38% of webpages that existed in 2013 are no longer accessible a decade later
Code reuse, mirroring, and copyright
- Disagreement on whether you can mirror useful code from random websites to GitHub.
- One view: license “depends,” but small snippets for educational/archival purposes likely fall under fair use (in the U.S.), and much code is closer to “idea” than “expression.
- Counterpoints:
- Fair use is an after-the-fact legal defense, not a shield.
- Many jurisdictions don’t have fair use at all; in some (e.g., Germany) mirroring could clearly be infringement.
- Safest route is to follow the explicit license or just keep private copies.
Ephemerality vs preservation (“feature or bug”)
- Some argue disappearance is good: forgetting is healthy, storage and attention are finite, and we shouldn’t try to fight entropy.
- Others push back: rediscovering lost scientific/cultural knowledge is costly; future historians and archaeologists benefit from “store everything,” including mundane content (analogy to Sumerian clay-tablet trash heaps).
- Debate over “worthy content”: highly subjective; we can’t predict what will matter in 100–10,000 years.
- Moral angle: if disappearance is treated as a “feature,” who decides what vanishes, especially when data is in private platforms or behind paywalls?
Archiving practices and tools
- Strong praise for the Internet Archive; several commenters donate and use it heavily, but worry about its legal exposure.
- Many now save local copies (PDF, MHTML, SingleFile, Epub) instead of merely bookmarking.
- Tools mentioned: ArchiveBox, Linkwarden, bookmarklets that auto-save to Wayback, browser extensions, self-hosted link archives.
- Some post their site content to public Git repos so others can mirror or rebuild it.
Technical causes of decay
- Dynamic and database-backed sites are fragile: code rot, dependency changes, CVEs, framework deprecations, and unmaintained APIs kill sites even if the HTML would still work.
- Static sites on stable hosting (e.g., S3, GitHub Pages, plain HTML) are seen as the most durable.
- TLS, server maintenance, and costs of commercial hosting contribute to short lifetimes; domains lapsing is common.
Centralization, walled gardens, and discoverability
- Widespread shift from independent sites/forums to Facebook pages, Instagram, Reddit, and Discord:
- Small businesses often use Facebook as their only presence; people without accounts are excluded or discouraged.
- Forums and niche communities move to private or semi-private groups/Discords; information becomes harder to search, index, or archive.
- Mixed views:
- Some lament the loss of an open, diverse “Web 1.0” and the burying of high-signal hobbyist content.
- Others welcome semi-closed spaces: knowledge stays within communities, less exposed to scraping, SEO spam, and large ML models.

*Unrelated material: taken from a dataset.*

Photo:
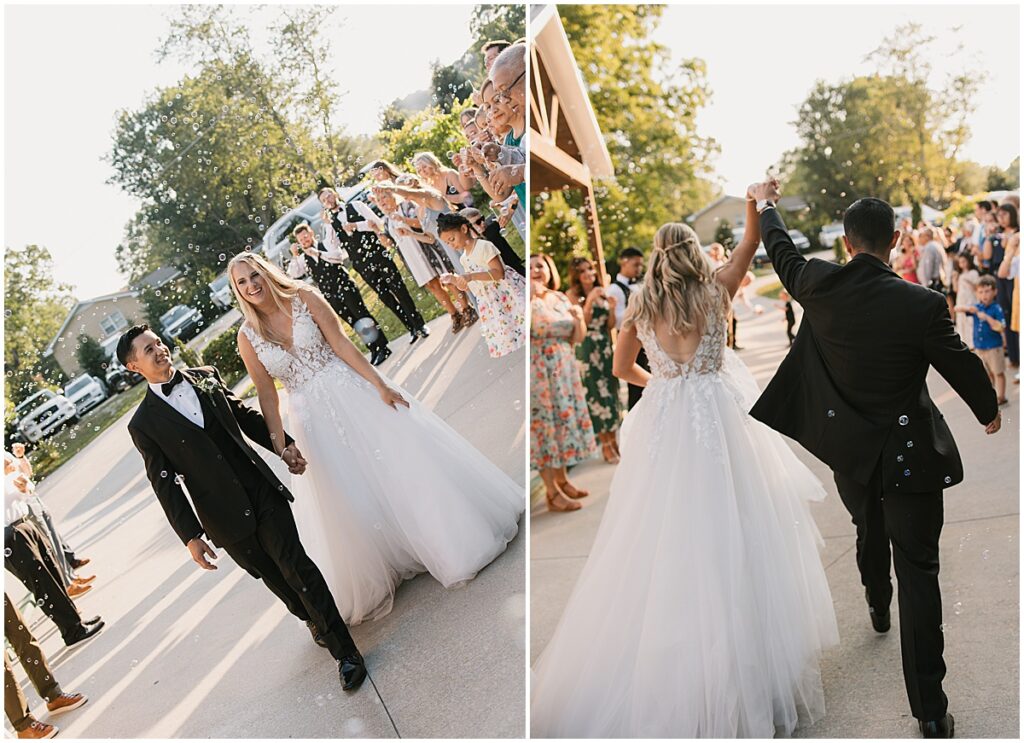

How bad is 38%, and what is lost?
- Some are surprised the number isn’t higher, given business churn and hobby sites dying.
- Others see “62% still alive” as still troubling, especially for references in Wikipedia, news, government sites, and niche resources (e.g., immigration forums).
- Recognition that search engines increasingly surface SEO-heavy or “content farm” material, while older, high-quality but inactive sites sink or vanish.
- Several respondents have already taken old content offline intentionally, sometimes explicitly because of AI scraping concerns.